A Travellerspoint blog

Medellín without Pablo

Gondolas without snow

sunny 25 °C

Day 10 Thursday February 8, 2018

For a long time Medellín’s image was one of extreme violence caused by drug trafficking including the local cartel run by Pablo Escobar. During the late 80s and early 90s the city had the reputation as being the most dangerous in the world. Following his death, drug trafficking didn’t go away but the murder rate dropped significantly.

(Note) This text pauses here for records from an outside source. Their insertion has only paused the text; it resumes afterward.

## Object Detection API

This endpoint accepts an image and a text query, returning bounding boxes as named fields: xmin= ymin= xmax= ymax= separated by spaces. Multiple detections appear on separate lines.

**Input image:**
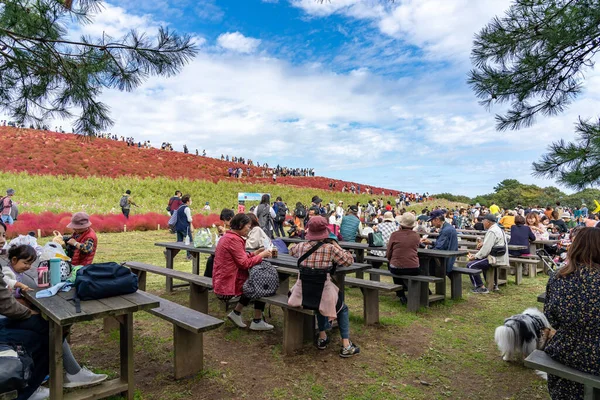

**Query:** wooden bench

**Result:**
xmin=508 ymin=257 xmax=541 ymax=285
xmin=124 ymin=261 xmax=212 ymax=314
xmin=450 ymin=267 xmax=481 ymax=300
xmin=538 ymin=292 xmax=546 ymax=303
xmin=525 ymin=350 xmax=600 ymax=400
xmin=0 ymin=390 xmax=18 ymax=400
xmin=145 ymin=293 xmax=224 ymax=379
xmin=365 ymin=268 xmax=444 ymax=312
xmin=258 ymin=294 xmax=315 ymax=354
xmin=346 ymin=277 xmax=402 ymax=325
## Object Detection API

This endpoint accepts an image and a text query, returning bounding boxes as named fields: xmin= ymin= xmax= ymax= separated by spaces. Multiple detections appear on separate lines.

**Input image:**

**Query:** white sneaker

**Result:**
xmin=28 ymin=386 xmax=50 ymax=400
xmin=63 ymin=367 xmax=108 ymax=388
xmin=227 ymin=311 xmax=248 ymax=328
xmin=250 ymin=319 xmax=274 ymax=331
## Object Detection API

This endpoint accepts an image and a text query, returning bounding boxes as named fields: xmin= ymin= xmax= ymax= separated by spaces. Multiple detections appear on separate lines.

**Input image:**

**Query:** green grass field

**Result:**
xmin=48 ymin=232 xmax=549 ymax=400
xmin=0 ymin=172 xmax=464 ymax=214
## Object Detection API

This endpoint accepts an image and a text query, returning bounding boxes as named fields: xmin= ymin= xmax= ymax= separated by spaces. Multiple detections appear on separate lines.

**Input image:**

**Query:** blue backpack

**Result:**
xmin=73 ymin=262 xmax=138 ymax=312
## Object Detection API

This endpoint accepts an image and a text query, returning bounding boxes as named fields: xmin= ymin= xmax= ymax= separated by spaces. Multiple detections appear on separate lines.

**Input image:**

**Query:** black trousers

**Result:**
xmin=388 ymin=265 xmax=421 ymax=297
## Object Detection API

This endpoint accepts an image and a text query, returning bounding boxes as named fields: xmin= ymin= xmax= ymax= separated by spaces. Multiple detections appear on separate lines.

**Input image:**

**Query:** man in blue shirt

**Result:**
xmin=421 ymin=210 xmax=458 ymax=275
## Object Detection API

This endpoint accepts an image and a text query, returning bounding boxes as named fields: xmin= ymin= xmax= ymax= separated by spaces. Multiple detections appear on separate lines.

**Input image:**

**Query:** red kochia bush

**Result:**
xmin=6 ymin=212 xmax=220 ymax=239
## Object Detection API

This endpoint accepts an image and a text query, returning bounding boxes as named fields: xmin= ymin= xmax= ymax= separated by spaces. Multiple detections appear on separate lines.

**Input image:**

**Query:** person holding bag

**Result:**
xmin=175 ymin=194 xmax=194 ymax=260
xmin=288 ymin=216 xmax=360 ymax=358
xmin=254 ymin=194 xmax=275 ymax=239
xmin=467 ymin=214 xmax=508 ymax=294
xmin=213 ymin=214 xmax=273 ymax=331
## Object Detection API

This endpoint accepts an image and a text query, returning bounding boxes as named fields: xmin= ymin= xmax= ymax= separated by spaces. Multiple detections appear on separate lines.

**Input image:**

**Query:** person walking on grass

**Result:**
xmin=0 ymin=189 xmax=15 ymax=225
xmin=119 ymin=189 xmax=137 ymax=219
xmin=212 ymin=214 xmax=273 ymax=331
xmin=167 ymin=190 xmax=183 ymax=215
xmin=175 ymin=194 xmax=194 ymax=260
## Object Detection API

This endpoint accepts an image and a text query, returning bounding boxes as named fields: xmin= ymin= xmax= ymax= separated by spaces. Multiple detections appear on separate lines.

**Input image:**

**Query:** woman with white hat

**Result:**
xmin=387 ymin=213 xmax=420 ymax=304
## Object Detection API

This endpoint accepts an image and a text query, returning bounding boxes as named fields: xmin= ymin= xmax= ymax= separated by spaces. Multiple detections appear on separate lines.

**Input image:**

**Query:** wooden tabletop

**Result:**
xmin=282 ymin=238 xmax=468 ymax=258
xmin=24 ymin=289 xmax=159 ymax=326
xmin=154 ymin=242 xmax=215 ymax=254
xmin=266 ymin=253 xmax=372 ymax=274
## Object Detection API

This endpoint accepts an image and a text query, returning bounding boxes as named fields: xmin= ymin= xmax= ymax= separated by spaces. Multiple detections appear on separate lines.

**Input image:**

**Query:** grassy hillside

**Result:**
xmin=0 ymin=126 xmax=404 ymax=193
xmin=0 ymin=172 xmax=462 ymax=214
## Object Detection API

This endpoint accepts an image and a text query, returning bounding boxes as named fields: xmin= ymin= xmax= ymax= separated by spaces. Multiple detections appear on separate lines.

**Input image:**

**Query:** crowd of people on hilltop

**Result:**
xmin=0 ymin=209 xmax=107 ymax=400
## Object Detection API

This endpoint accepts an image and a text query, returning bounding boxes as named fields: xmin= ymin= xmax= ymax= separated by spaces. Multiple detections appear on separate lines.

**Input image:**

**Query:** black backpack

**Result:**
xmin=294 ymin=205 xmax=306 ymax=218
xmin=73 ymin=262 xmax=138 ymax=312
xmin=275 ymin=204 xmax=287 ymax=222
xmin=0 ymin=343 xmax=33 ymax=392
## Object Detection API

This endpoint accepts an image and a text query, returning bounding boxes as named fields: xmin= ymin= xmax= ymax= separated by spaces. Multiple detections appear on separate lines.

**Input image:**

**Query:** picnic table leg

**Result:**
xmin=450 ymin=272 xmax=462 ymax=300
xmin=165 ymin=249 xmax=179 ymax=293
xmin=434 ymin=257 xmax=448 ymax=298
xmin=485 ymin=265 xmax=496 ymax=292
xmin=361 ymin=288 xmax=379 ymax=325
xmin=304 ymin=314 xmax=317 ymax=342
xmin=119 ymin=314 xmax=135 ymax=400
xmin=283 ymin=308 xmax=304 ymax=354
xmin=334 ymin=272 xmax=346 ymax=293
xmin=192 ymin=252 xmax=200 ymax=275
xmin=48 ymin=320 xmax=63 ymax=400
xmin=190 ymin=283 xmax=208 ymax=314
xmin=173 ymin=325 xmax=204 ymax=379
xmin=354 ymin=249 xmax=365 ymax=279
xmin=277 ymin=274 xmax=290 ymax=295
xmin=515 ymin=263 xmax=523 ymax=285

After a quick tour of our neighbourhood we jumped on a coach to go to ….. market. The market is definitely not a tourist market but a vegetable and meat market with a flea market attached. The main market was three stories with mostly vegetables on the first floor as well as herbs. Huge avocados, sacks of potatoes, various unidentified fruits and veggies. It was hard to believe that this much food could be sold in a day. On the bottom floor was mostly a meat market. You could buy a whole pig or buy the parts and assemble your own. Lots of chicken and fish too, for a bit of variety. Out back was the flea market with headboards, appliances, toilets, electronics and further on was the animal section with goats, ducks, chickens, cats, dogs, and various other birds.


We then headed out to experience the transit system. Medellin has a mixed transit system with LRT, buses on their own roadways, and even gondolas. We took the bus to the train and then on to the gondola. Medellin has several large slums created by people displaced during the various violent periods. The government is quite progressive and has put services such as the gondola system to assist in transportation, electricity, running water, community centres, libraries and increased schools and educational training programs into these areas. These community changes offered the poor from this and other barrios alternatives that didn’t exist previously. The murder rate in the city has fallen from 380/100,000 in 1993 to 20/100,000 in 2011.The barrio we traveled over in the gondola (just like the gondolas found at Whistler) was built on very steep hillsides so that the residents would not have to climb up to their homes.


We then went to Botero Plaza, surrounded by the Museum of Antioquia and the Rafael Uribe Uribe Palace of Culture, which is a 7,000 m2 outside park that displays 23 sculptures by Colombian artist Fernando Botero, who donated these and several other artworks for the museum's renovation in 2004. The plaza is located in an area of Medellín, known as the "Old Quarter". Despite their immense size, they were a bit dwarfed by a large cathedral and museum surrounding them. Off the square were several pedestrian malls that we checked out. They were very busy with a few tourist stores but mostly product for the local people. We were getting hot and tired and Fred’s knee was bothering him so after trying to get a cab with no success (not sure why but they didn’t want to take us, perhaps cabs must stay in certain areas) we got on the metro and successfully found our way back to our hotel.


Tonight is a tejo game. Not sure what it is but it seems to involve explosives and beer.